Self-management interventions likely improve HRQoL, as measured by the St. George’s Respiratory Questionnaire (SGRQ) total score (lower score represents better HRQoL) with a mean difference (MD) from usual care of -2.86 points (95% confidence interval (CI) -4.87 to -0.85; 14 studies, 2778 participants; low-quality evidence). The pooled MD of -2.86 did not reach the SGRQ minimal clinically important difference (MCID) of four points. Self-management intervention participants were also at a slightly lower risk for at least one respiratory-related hospital admission (odds ratio (OR) 0.75, 95% CI 0.57 to 0.98; 15 studies, 3263 participants; very low-quality evidence). The number needed to treat to prevent one respiratory-related hospital admission over a mean of 9.75 months' follow-up was 15 (95% CI 8 to 399) for participants with high baseline risk and 26 (95% CI 15 to 677) for participants with low baseline risk. No differences were observed in respiratory-related mortality (risk difference (RD) 0.01, 95% CI -0.02 to 0.04; 8 studies, 1572 participants ; low-quality evidence) and all-cause mortality (RD -0.01, 95% CI -0.03 to 0.01; 24 studies, 5719 participants; low-quality evidence).
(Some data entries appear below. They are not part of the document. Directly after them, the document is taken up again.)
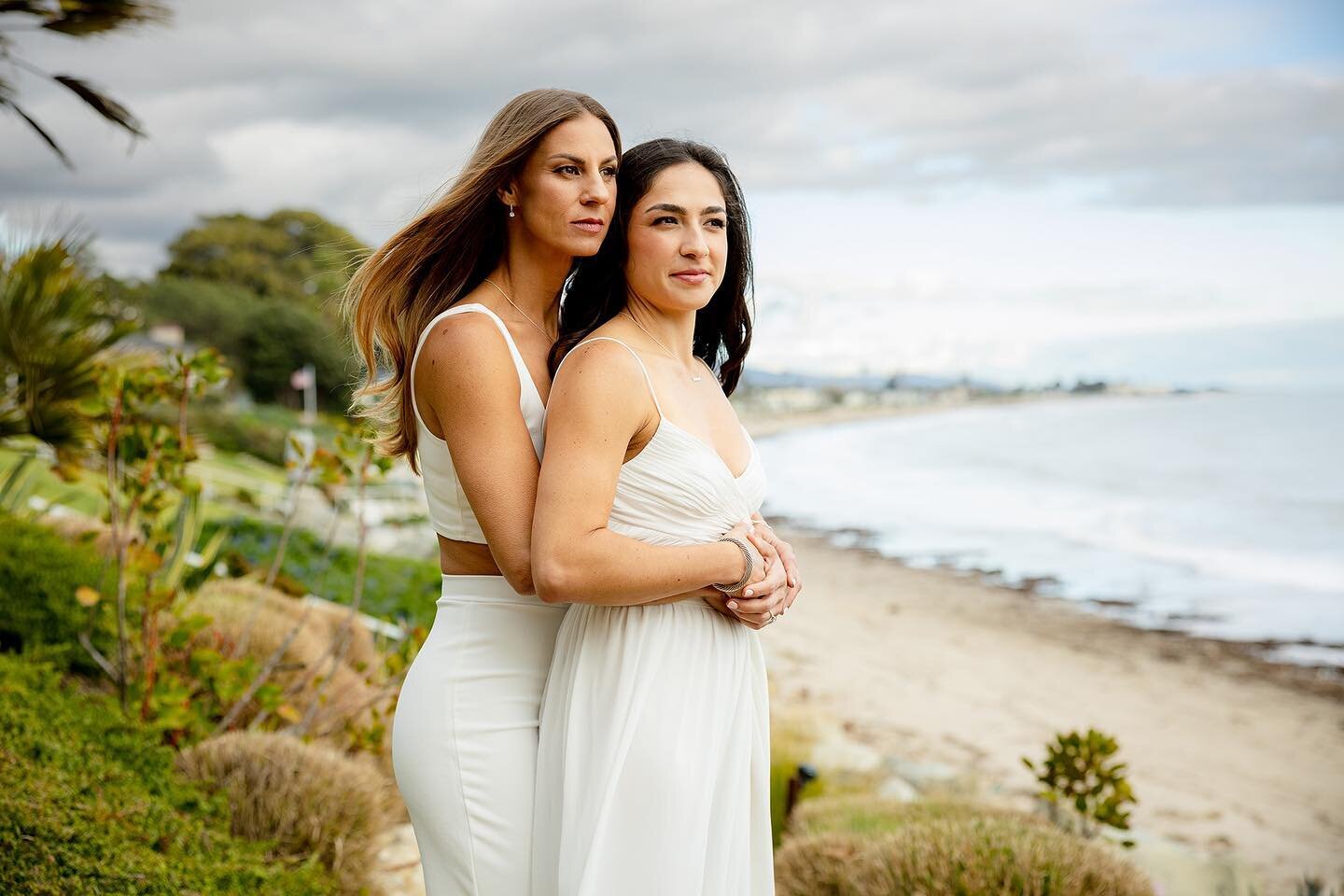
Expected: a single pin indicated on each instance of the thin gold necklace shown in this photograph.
(693, 378)
(544, 332)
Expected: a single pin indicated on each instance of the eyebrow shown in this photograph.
(678, 210)
(580, 161)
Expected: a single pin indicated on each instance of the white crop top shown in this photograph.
(449, 511)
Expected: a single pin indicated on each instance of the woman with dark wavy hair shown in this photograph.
(653, 758)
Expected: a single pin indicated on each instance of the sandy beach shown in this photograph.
(1226, 752)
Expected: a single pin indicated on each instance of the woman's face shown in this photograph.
(566, 191)
(678, 239)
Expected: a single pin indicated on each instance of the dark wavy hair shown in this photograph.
(597, 292)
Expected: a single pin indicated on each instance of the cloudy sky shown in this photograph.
(1029, 191)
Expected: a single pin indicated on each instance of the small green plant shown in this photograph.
(1080, 773)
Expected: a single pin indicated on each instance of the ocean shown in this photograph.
(1215, 513)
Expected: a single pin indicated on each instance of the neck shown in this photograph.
(532, 277)
(675, 329)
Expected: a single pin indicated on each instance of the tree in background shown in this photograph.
(55, 324)
(259, 289)
(82, 19)
(289, 254)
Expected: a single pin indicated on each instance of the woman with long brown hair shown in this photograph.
(455, 317)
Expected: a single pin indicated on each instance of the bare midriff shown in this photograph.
(465, 558)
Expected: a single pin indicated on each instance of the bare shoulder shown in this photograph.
(464, 348)
(599, 376)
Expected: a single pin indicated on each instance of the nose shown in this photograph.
(695, 245)
(597, 191)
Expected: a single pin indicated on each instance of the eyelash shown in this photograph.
(718, 222)
(564, 170)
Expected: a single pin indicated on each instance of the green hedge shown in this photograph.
(39, 572)
(89, 804)
(394, 587)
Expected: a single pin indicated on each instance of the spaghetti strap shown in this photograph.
(637, 360)
(525, 378)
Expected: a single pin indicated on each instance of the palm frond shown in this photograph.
(104, 105)
(49, 138)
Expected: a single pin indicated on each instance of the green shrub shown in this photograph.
(394, 587)
(39, 574)
(89, 804)
(868, 816)
(956, 857)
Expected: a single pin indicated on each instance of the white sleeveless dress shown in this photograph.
(653, 767)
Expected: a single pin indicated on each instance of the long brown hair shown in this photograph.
(597, 292)
(440, 257)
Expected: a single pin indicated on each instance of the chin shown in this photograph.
(585, 246)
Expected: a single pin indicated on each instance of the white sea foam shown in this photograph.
(1221, 514)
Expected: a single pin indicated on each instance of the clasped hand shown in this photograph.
(775, 581)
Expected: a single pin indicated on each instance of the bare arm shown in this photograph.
(467, 385)
(598, 402)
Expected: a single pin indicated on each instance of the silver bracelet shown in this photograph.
(746, 558)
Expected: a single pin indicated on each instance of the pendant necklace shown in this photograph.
(521, 311)
(693, 378)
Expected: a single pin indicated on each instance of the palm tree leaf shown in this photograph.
(49, 138)
(97, 16)
(104, 105)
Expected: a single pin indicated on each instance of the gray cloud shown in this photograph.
(362, 110)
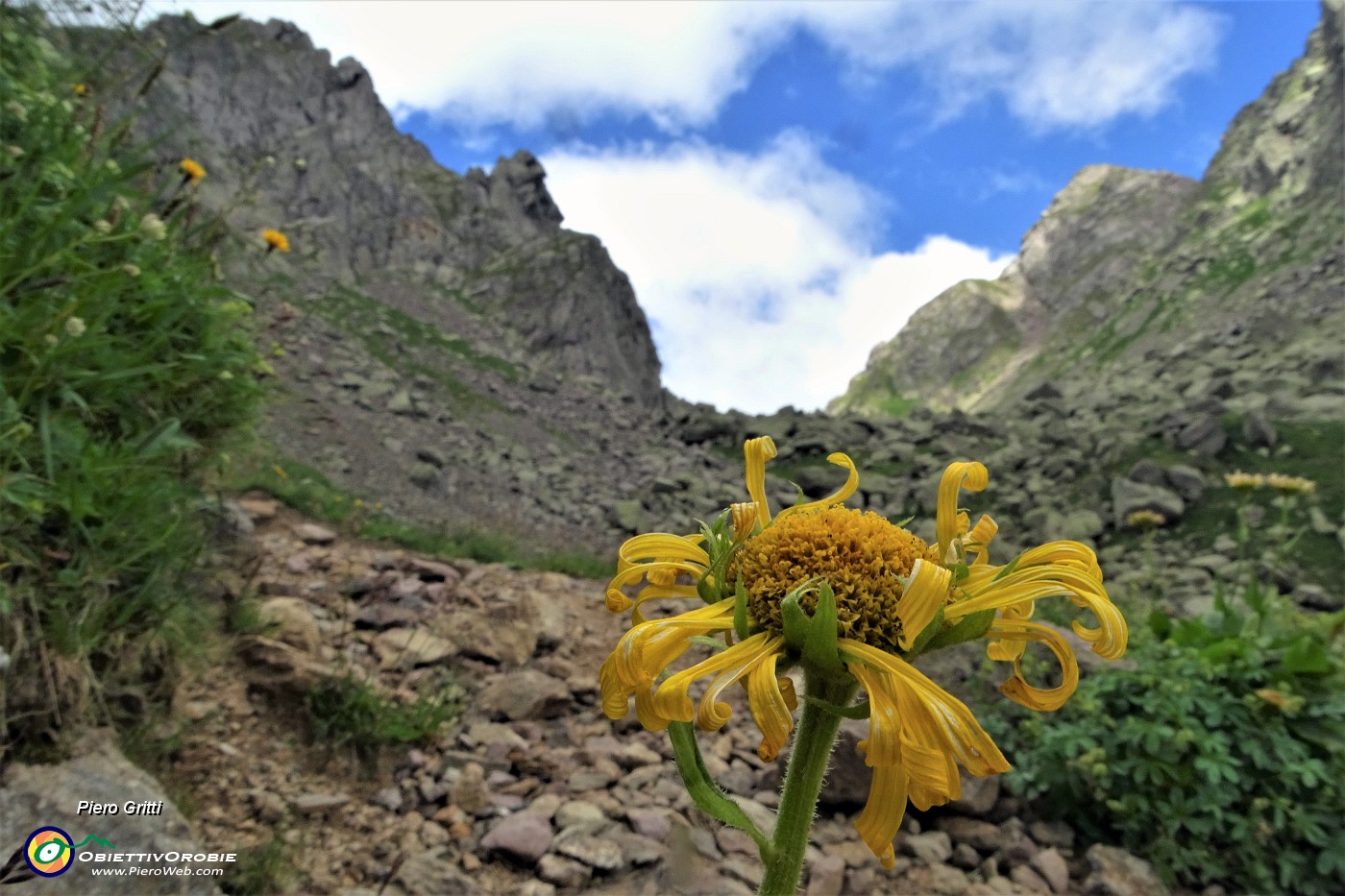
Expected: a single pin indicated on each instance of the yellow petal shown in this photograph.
(1017, 688)
(881, 815)
(757, 451)
(772, 707)
(930, 714)
(672, 700)
(744, 519)
(959, 475)
(979, 539)
(1052, 580)
(840, 496)
(883, 745)
(713, 714)
(921, 599)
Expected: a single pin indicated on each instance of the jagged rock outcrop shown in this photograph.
(1127, 267)
(292, 141)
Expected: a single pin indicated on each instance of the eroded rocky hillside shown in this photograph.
(452, 351)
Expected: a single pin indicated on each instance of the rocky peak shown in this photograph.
(1288, 141)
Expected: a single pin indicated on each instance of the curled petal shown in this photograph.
(840, 496)
(713, 714)
(1017, 688)
(921, 599)
(881, 815)
(883, 747)
(988, 588)
(772, 708)
(672, 700)
(744, 520)
(757, 451)
(930, 714)
(979, 539)
(959, 475)
(654, 593)
(931, 775)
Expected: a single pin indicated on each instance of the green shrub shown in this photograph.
(1220, 757)
(352, 714)
(123, 363)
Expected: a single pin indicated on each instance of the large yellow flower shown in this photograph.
(894, 594)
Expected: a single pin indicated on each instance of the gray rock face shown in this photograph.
(36, 797)
(1126, 267)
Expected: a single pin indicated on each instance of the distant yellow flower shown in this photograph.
(1244, 482)
(191, 170)
(1145, 520)
(154, 227)
(1290, 485)
(892, 591)
(275, 240)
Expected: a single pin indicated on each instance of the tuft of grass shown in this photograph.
(350, 714)
(123, 366)
(262, 869)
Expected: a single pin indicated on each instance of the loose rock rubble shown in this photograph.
(533, 790)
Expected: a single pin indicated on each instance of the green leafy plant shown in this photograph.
(123, 363)
(1219, 757)
(350, 712)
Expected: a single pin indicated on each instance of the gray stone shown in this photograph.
(931, 848)
(562, 872)
(595, 852)
(826, 876)
(1258, 430)
(49, 795)
(524, 694)
(524, 837)
(977, 833)
(1204, 435)
(1052, 868)
(1127, 496)
(1186, 480)
(1113, 872)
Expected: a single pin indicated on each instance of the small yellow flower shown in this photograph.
(1244, 482)
(1145, 520)
(890, 586)
(1290, 485)
(191, 170)
(275, 240)
(154, 227)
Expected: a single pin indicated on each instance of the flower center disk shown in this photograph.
(860, 554)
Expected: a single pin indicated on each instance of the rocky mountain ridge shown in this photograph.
(443, 354)
(1125, 264)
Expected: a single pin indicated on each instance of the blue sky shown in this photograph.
(786, 183)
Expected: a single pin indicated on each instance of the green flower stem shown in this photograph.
(813, 744)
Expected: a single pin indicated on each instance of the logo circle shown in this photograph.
(49, 852)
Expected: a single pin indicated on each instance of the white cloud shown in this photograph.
(756, 272)
(530, 62)
(1055, 64)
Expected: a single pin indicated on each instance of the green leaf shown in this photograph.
(1307, 657)
(705, 792)
(968, 628)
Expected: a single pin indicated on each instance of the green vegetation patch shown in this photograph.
(123, 366)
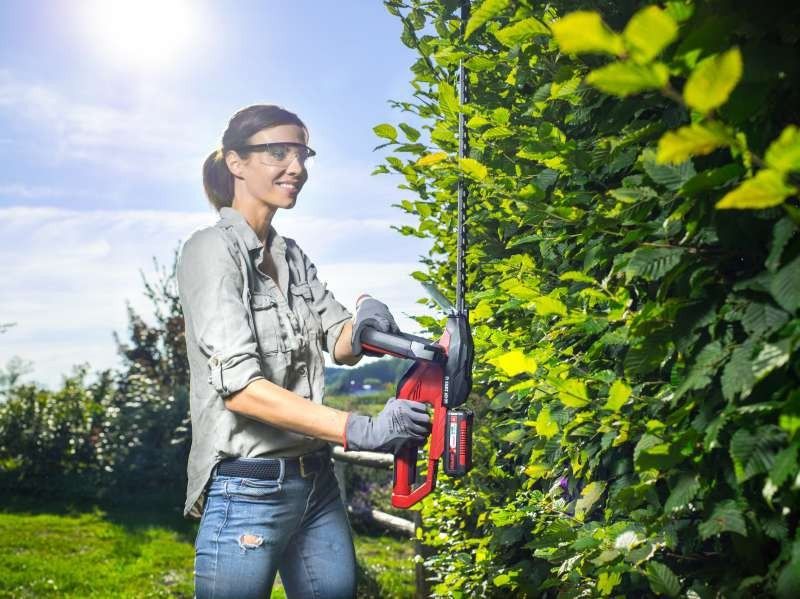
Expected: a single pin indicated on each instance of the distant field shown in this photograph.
(89, 555)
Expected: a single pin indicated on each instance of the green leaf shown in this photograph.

We graded the evidence to be of ‘moderate’ to ‘very low’ quality according to GRADE. All studies had a substantial risk of bias, because of lack of blinding of participants and personnel to the interventions, which is inherently impossible in a self-management intervention. In addition, risk of bias was noticeably increased because of insufficient information regarding a) non-protocol interventions, and b) analyses to estimate the effect of adhering to interventions. Consequently, the highest GRADE evidence score that could be obtained by studies was ‘moderate’.